The constitutional framework was designed precisely for moments like this: when the temptation to trade liberty for the promise of safety is at its most persuasive.

What Targeted Accountability Actually Looks Like

The legally sound approach to AI harm is the same approach that has always worked best in a system grounded in individual rights: identify the specific harm and  responsible party, apply the applicable law, and impose proportionate consequences.

If an AI hiring tool produces discriminatory outcomes, existing employment discrimination law reaches that. If an AI system is used to defraud consumers, fraud law applies. If a deepfake is used to defame someone, defamation law provides a cause of action.

What the law does not require, and what self-governance principles affirmatively resist, is a prior restraint model in which development itself must be licensed, approved, or pre-certified by a government body before it can reach the public. That approach substitutes bureaucratic judgment for market accountability and treats innovation as inherently suspect until proven otherwise.

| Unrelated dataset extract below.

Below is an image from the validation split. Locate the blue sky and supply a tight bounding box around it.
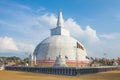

Decentralization as a Legal and Civic Principle

Lawyers who care about liberty have always understood that concentrated power is itself a form of legal risk. The constitutional structure of the United States was built on that premise: distribute authority, create competing interests, prevent any single actor from achieving dominance over the mechanisms of civic life.

An AI landscape dominated by two or three vertically integrated platforms, operating under a regulatory framework they helped draft, is not a safe AI landscape. It is a captured one. The diversity of developers, the openness of foundational tools, the ability of independent researchers to audit and challenge dominant systems, these are not nice features of a competitive market. They are structural safeguards against the kind of concentrated power that historically precedes serious abuse.

Education and the Informed Citizen Standard

There is a legal concept worth borrowing for this conversation which is the reasonably informed person standard. Courts use variations of it across contract law, tort law, and constitutional doctrine because the law has always understood that the capacity to exercise rights meaningfully depends on the capacity to understand one's situation clearly.

Applied to AI, this means that digital literacy is not a soft priority. It is a prerequisite for meaningful self-governance in a world where algorithmic systems increasingly mediate economic opportunity, civic participation, and access to information.

People who understand how these systems work are harder to manipulate, harder to exploit, and better equipped to hold developers and deployers legally and politically accountable. No regulatory framework, however comprehensive, produces that outcome. Education does.

An informed citizenry is not a substitute for good law. But it is the precondition for good law actually working as intended.

The Case for Principled Restraint

I want to be precise about what I am and am not arguing. I am not arguing for a lawless AI ecosystem. The law exists for good reasons, and its application to new technologies is both appropriate and necessary. What I am arguing against is the reflexive expansion of regulatory authority in the absence of clear evidence that such authority will be used narrowly, accountably, and in ways that genuinely protect individual rights rather than institutional interests.

The burden of proof in this analysis runs in a specific direction. Those who seek to restrict freedom, even in the name of safety, bear the burden of demonstrating that the restriction is necessary, narrowly tailored, and unlikely to produce the concentrations of power it purports to prevent. That is a high bar. It should be a high bar. The stakes are high enough to require it.

Artificial intelligence will shape the conditions of human freedom for generations. The legal and policy choices made in the next several years will establish precedents that are genuinely difficult to reverse.

This is not an argument for paralysis. It is an argument for precision, for humility about the limits of centralized knowledge, and for a principled commitment to the proposition that liberty is not the obstacle to getting AI right.

This is the only reliable foundation for getting it right at all.